34663.fb2
В коридоре стоял длинный обшарпанный стол, на нем лежали анкеты, которые приказали заполнить, — наверняка их придумал служащий из какого-нибудь агентства. В анкете было написано, что фотограф отпечатает две фотографии: одну бесплатно отправят по тому адресу, который укажет заключенный. Адресат обязательно должен быть членом его семьи, при этом разрешалось послать фотографию гражданской семье или гомосексуальному партнеру. Второй снимок вместе с негативом оставят в Фальконере, и заключенный сможет сделать сколько угодно копий, но уже за свой счет. Фаррагат вывел печатными буквами: «Миссис Иезекиль Фаррагат. Индиан-Хилл. Саутуик, штат Коннектикут. 06998». Потом заполнил анкету для Скалы, которого, как оказалось, звали Серфино де Марко, а жил он в Бруклине. Наконец Фаррагат вошел в ярко освещенный кабинет с подарками и новогодней елкой.
Для холодных, бездушных людей Рождество — глупый, ненужный праздник, для всех остальных — одно из самых великих таинств. Фаррагат всегда видел за дурацкими песнопениями божественный свет и чудо рождения Христа — и даже здесь, в этот дождливый августовский день, он, как ни странно, ощутил настоящий дух Рождества.

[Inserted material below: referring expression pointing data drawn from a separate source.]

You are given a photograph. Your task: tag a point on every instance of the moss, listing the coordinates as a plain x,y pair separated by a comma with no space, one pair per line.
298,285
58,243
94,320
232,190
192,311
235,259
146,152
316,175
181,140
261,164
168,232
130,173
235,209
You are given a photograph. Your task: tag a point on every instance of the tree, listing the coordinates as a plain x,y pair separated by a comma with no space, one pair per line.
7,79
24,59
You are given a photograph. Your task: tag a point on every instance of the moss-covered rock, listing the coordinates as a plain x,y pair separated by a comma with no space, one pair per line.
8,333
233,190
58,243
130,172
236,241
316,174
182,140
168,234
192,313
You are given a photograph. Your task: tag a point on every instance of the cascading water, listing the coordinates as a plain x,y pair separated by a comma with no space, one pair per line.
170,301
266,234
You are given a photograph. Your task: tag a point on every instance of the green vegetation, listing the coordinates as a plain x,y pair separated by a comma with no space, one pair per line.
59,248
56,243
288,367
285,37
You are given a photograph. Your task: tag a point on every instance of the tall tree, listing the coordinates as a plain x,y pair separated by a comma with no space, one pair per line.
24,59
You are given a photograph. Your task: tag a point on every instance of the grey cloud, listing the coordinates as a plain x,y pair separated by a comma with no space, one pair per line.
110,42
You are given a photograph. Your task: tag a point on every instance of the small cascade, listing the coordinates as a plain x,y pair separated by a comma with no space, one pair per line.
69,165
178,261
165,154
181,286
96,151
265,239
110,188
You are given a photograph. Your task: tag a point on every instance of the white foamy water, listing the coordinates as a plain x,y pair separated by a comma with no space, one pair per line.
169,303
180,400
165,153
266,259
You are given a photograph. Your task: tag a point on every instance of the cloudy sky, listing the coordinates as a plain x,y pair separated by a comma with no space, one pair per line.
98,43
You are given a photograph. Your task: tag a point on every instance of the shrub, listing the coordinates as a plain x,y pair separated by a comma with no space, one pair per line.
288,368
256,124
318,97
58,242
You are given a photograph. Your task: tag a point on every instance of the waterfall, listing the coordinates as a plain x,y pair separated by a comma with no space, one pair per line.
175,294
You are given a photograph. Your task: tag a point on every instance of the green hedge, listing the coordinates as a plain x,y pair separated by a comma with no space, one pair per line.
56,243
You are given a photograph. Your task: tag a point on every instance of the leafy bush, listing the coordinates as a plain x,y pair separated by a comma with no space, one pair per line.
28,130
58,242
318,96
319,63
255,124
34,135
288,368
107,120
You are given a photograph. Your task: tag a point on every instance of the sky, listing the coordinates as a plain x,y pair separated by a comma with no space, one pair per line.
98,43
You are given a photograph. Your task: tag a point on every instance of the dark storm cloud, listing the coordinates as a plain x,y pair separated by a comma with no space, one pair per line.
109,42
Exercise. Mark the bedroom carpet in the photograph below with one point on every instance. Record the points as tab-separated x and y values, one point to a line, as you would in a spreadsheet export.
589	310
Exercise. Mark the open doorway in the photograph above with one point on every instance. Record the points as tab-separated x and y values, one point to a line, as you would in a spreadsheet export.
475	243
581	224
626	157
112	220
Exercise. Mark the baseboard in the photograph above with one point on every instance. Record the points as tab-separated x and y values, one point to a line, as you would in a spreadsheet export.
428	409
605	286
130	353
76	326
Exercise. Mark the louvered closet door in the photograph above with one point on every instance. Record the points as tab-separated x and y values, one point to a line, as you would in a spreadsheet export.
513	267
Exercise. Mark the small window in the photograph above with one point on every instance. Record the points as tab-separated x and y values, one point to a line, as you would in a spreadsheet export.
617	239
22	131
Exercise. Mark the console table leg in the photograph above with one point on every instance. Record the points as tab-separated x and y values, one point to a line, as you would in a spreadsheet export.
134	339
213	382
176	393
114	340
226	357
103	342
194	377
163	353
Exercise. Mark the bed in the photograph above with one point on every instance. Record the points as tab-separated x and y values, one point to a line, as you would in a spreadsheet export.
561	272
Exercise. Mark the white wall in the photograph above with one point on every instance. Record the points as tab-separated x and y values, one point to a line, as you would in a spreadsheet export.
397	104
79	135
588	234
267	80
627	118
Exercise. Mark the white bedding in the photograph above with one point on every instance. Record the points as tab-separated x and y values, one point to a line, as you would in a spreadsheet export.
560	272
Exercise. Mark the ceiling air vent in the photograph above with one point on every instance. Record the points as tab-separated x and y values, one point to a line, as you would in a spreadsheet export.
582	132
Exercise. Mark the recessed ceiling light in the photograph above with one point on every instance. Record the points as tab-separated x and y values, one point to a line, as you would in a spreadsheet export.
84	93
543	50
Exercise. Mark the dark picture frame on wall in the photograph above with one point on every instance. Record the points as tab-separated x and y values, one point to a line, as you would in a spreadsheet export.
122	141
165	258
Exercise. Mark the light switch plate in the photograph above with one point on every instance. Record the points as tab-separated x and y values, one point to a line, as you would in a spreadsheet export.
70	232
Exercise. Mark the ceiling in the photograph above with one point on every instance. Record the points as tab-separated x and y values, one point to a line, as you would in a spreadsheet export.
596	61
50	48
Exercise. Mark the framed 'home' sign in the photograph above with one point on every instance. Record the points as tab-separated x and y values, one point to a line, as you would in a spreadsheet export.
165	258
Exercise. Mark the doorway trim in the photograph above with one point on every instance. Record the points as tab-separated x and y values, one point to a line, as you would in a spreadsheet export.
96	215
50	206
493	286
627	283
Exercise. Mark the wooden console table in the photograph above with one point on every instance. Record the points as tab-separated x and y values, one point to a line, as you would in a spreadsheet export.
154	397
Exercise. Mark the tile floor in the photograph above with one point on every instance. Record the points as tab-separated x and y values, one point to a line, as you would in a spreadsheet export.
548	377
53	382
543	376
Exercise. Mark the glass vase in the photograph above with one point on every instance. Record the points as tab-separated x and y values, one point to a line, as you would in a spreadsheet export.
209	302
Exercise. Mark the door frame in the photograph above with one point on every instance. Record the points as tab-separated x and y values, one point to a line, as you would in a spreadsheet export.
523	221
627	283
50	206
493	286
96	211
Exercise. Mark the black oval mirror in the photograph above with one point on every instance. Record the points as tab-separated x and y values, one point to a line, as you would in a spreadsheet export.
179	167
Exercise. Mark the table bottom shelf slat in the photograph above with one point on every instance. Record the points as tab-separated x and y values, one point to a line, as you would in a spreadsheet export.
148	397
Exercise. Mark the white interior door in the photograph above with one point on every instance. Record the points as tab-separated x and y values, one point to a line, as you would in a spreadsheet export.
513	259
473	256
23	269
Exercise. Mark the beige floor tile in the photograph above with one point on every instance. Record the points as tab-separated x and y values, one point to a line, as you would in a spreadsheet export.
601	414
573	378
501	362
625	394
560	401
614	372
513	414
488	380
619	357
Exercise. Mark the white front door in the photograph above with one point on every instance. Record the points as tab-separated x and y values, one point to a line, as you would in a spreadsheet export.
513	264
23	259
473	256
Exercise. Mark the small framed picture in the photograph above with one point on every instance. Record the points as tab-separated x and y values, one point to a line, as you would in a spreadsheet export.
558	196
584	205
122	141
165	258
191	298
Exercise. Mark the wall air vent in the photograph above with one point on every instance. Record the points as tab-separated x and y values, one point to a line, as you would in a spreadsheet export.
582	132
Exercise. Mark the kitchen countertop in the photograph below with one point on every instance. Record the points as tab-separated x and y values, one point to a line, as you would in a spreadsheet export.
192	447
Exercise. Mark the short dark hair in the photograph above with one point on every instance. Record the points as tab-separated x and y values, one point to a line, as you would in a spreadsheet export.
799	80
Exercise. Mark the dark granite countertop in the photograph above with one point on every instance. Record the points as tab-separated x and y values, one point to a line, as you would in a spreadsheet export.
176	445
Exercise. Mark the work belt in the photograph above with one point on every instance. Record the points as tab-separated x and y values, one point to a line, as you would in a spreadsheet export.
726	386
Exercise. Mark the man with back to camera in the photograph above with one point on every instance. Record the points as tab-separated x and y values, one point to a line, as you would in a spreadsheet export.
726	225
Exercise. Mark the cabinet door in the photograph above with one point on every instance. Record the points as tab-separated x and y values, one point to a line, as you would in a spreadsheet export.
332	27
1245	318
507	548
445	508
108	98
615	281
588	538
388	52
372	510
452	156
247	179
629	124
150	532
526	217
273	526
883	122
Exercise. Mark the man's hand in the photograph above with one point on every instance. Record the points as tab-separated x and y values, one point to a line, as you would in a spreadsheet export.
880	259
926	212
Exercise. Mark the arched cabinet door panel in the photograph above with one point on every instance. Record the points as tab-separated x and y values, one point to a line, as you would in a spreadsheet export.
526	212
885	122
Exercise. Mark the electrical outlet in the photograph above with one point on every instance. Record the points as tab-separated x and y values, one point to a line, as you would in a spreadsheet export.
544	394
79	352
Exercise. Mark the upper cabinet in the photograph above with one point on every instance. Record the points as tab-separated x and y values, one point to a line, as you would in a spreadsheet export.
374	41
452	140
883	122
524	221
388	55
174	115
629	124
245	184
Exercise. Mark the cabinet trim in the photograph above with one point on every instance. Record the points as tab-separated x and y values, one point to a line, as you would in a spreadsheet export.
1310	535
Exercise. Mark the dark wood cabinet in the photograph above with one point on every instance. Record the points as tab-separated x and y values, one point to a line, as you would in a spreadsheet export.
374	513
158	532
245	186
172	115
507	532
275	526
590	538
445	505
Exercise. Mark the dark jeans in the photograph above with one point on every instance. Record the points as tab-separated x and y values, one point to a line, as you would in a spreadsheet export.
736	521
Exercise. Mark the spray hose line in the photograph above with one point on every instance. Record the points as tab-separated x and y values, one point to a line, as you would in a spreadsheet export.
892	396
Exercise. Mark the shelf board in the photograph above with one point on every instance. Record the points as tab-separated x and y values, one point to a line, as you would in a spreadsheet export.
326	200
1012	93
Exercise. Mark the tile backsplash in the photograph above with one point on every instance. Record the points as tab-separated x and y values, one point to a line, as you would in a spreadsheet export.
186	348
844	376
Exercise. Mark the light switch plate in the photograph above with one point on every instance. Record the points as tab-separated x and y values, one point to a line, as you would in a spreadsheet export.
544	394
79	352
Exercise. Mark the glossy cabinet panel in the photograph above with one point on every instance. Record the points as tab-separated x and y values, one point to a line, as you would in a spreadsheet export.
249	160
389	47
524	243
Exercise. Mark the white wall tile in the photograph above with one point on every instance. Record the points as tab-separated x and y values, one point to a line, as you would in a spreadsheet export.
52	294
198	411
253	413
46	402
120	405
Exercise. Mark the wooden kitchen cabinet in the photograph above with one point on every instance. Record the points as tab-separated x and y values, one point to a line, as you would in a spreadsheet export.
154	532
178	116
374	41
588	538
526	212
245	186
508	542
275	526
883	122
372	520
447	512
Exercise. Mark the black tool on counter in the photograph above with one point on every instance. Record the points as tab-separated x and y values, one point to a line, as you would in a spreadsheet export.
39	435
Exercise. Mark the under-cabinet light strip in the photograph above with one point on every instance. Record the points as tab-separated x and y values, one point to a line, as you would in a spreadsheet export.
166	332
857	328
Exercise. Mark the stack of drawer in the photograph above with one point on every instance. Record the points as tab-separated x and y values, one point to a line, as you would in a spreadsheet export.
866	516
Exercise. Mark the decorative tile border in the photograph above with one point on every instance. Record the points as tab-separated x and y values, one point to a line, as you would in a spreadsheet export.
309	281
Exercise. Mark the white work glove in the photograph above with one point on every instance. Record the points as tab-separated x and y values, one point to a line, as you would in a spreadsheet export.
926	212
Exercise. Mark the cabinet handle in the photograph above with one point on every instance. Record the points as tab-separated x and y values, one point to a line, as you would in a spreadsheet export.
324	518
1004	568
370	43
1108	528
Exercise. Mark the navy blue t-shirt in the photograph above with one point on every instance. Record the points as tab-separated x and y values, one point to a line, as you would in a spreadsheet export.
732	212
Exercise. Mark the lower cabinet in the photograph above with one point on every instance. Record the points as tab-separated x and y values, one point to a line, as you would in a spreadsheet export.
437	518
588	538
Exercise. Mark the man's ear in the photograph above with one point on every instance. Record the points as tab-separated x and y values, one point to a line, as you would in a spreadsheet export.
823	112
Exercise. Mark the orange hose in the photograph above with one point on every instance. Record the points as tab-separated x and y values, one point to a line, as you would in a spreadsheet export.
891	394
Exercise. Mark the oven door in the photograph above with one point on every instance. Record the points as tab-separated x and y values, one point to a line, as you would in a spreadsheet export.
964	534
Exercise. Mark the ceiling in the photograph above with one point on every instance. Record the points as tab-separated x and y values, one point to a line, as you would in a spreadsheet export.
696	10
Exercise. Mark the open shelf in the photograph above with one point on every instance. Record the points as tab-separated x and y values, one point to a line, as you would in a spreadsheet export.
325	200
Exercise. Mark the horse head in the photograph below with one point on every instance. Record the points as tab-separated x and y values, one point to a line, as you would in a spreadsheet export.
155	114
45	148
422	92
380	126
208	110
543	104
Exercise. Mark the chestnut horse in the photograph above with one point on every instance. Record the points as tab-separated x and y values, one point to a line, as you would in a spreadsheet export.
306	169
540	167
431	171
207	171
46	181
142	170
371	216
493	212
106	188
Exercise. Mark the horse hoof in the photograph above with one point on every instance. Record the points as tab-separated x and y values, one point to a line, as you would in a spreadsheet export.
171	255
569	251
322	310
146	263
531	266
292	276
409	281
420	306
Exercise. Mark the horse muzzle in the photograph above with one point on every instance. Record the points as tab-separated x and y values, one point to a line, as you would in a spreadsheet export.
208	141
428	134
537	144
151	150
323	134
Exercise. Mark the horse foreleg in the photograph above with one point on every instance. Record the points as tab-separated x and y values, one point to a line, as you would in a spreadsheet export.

Намерения людей были чисты. Миссис Спингарн искренне любила своего сына и не хотела смириться с его внезапной и чудовищной кончиной. Охрана искренне боялась бунтов и смерти. Заключенные хотели хотя бы на миг почувствовать себя свободными. Фаррагат постарался отвлечься от странного спектакля и разглядеть кабинет. На стене висела пустая доска, над ней — алфавит, написанный спенсеровским шрифтом давным-давно. Буквы были изящными, с петельками, хвостиками, завитками и росчерками, а буква «t» похожа на акробата. Над алфавитом красовался американский флаг с сорока двумя звездами. Белые полосы потемнели от времени, и их цвет напоминал желтизну мочи. Не очень красиво, но именно таким был флаг, под которым Фаррагат в свое время шел в бой.
Подошел фотограф — худощавый мужчина с маленькой головой. Настоящий денди, подумал Фаррагат. Фотоаппарат на штативе казался не больше футляра для наручных часов, но, похоже, фотограф был влюблен в него без памяти и не мог без него жить — настолько неохотно он отрывался от черной коробочки. Голос у фотографа был приятный, хотя и немного с хрипотцой. Делалось по два снимка. На одном — анкета с номером заключенного и адресом члена его семьи. На другом — сам заключенный. Перед вторым снимком фотограф мягко советовал, как лучше встать:
— Улыбнитесь. Чуть поднимите голову. Не ставьте ноги слишком широко. Готово!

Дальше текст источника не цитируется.